Stalin's propagandists used a three-point strategy to convince the Russian people that things in Stalin's policy that were in fact extremely bad for the country (including the systematic round up and extermination of all "enemies of the state") were in fact "good."

Point One: Create arguments that show the negative thing is actually NOT bad, but is actually good. [Present day ex: convincing people that greenhouse gases will give us lush green plants, not fry the planet].

Point Two: Show how the negative thing is actually not true. [Present-day ex: Global warming does not exist].

Point Three: Show that the negative thing is actually being caused by "enemies of the state" - most likely liberals. [Present-day example: We can't sign Kyoto because it is really a plot to ruin our economy].”
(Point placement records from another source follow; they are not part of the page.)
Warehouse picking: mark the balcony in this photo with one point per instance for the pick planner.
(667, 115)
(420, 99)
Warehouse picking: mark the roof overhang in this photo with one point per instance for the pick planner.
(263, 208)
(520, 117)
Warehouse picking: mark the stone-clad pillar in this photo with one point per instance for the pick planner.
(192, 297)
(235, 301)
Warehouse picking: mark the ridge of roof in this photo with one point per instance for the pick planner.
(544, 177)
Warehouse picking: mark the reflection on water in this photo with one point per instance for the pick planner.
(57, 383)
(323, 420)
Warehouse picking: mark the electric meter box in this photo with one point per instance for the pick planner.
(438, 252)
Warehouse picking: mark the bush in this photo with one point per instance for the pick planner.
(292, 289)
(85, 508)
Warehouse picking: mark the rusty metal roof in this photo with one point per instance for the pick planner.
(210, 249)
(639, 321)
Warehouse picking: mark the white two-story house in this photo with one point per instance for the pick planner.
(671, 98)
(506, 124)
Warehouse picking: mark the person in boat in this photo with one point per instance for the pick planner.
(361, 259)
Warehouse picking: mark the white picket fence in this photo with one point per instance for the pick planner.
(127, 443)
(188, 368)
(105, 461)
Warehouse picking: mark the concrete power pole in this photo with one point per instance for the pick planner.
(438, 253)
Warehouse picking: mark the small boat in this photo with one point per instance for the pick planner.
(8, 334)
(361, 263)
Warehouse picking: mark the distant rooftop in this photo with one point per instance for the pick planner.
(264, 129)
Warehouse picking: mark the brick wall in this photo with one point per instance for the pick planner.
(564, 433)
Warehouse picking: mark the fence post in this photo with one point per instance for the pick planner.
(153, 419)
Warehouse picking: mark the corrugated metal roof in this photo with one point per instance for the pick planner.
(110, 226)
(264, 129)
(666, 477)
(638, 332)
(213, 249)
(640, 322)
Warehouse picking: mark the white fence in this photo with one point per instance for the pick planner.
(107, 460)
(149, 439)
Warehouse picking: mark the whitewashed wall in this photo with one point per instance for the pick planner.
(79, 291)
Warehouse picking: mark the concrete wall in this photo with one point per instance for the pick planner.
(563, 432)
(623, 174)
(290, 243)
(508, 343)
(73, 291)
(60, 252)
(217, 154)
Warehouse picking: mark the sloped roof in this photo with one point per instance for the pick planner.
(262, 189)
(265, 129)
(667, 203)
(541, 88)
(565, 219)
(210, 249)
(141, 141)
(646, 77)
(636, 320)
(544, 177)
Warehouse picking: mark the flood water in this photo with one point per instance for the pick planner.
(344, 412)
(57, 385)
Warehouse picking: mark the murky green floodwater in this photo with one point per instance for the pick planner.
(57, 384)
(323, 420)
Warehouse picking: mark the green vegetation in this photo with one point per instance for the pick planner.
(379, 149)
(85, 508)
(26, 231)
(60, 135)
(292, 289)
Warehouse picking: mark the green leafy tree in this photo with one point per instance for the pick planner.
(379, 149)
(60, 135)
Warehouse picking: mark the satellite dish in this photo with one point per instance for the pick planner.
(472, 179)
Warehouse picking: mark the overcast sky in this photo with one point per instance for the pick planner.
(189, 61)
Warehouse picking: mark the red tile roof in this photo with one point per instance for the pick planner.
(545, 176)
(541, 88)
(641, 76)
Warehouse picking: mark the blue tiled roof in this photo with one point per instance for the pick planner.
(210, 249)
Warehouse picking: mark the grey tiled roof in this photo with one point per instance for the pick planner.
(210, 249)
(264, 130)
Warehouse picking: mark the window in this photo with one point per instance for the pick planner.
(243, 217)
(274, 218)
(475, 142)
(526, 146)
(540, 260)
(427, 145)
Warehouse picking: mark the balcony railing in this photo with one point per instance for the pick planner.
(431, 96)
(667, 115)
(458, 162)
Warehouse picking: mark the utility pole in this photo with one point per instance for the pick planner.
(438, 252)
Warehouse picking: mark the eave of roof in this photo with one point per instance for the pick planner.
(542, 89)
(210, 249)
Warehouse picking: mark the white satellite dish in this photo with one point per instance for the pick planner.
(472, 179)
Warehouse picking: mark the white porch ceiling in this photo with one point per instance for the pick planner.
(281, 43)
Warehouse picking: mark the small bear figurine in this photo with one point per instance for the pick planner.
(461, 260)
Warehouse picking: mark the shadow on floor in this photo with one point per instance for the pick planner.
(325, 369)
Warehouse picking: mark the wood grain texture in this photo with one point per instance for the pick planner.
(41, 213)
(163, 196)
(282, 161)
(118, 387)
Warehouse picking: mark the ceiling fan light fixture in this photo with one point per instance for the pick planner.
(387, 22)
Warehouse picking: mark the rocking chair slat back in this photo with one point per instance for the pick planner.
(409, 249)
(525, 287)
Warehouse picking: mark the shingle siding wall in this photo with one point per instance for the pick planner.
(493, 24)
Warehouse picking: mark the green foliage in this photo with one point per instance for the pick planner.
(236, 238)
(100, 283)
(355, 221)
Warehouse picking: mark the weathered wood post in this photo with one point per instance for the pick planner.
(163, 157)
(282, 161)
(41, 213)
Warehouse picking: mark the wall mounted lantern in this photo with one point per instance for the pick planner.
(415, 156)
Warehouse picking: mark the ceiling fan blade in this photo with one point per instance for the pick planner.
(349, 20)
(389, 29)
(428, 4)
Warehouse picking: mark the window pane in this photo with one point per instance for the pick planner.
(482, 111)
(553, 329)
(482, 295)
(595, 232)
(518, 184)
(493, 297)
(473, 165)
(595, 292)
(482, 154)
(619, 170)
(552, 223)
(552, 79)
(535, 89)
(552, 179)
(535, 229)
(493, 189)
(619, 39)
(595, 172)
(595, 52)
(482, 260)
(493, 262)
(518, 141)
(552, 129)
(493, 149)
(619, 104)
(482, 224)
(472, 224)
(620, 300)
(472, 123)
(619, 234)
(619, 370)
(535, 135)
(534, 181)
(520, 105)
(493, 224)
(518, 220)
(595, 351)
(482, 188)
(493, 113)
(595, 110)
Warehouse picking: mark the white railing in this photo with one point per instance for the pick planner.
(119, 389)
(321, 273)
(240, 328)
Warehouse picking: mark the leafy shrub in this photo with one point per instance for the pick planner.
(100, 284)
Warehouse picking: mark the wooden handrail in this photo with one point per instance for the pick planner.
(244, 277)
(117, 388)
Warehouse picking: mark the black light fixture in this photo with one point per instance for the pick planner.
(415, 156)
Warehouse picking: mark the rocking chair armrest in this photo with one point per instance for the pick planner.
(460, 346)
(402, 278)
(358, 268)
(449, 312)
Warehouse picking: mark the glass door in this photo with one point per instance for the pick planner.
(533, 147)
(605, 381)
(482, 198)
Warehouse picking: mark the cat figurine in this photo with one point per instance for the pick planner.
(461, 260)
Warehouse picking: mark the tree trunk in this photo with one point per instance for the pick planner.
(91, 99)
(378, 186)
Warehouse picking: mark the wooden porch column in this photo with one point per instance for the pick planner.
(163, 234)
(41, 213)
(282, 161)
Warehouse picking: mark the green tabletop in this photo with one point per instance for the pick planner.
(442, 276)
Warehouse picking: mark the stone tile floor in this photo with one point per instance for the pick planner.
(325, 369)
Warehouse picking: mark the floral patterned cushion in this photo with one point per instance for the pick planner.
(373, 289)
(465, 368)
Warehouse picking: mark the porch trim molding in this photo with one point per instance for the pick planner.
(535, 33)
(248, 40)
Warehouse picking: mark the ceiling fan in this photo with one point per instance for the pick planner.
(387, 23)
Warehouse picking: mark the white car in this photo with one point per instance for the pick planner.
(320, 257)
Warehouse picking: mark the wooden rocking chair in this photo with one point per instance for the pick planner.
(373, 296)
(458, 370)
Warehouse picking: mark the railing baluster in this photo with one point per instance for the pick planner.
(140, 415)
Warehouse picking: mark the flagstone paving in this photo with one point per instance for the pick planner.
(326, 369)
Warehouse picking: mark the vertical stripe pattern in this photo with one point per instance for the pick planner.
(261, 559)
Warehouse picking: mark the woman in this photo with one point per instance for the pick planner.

And so the parallels continue to surface –never exact but certainly suggestive--as recently as today when we learned that unelected professional “cadre” of the hard right—not merely members of the GOP-- enjoyed unique access to the White House as AP reports:

“Republican activists Grover Norquist and Ralph Reed landed more than 100 meetings inside the Bush White House, according to documents released Wednesday that provide the first official accounting of the access and influence the two presidential allies have enjoyed.’

Finally, ponder the words of Nikita Khrushchev who first exposed the crimes of Stalin back in l956:

"Everyone can err, but Stalin considered that he never erred, that he was always right. He never acknowledged to anyone that he made any mistake, large or small, despite the fact that he made not a few mistakes in the matter of theory and in his practical activity."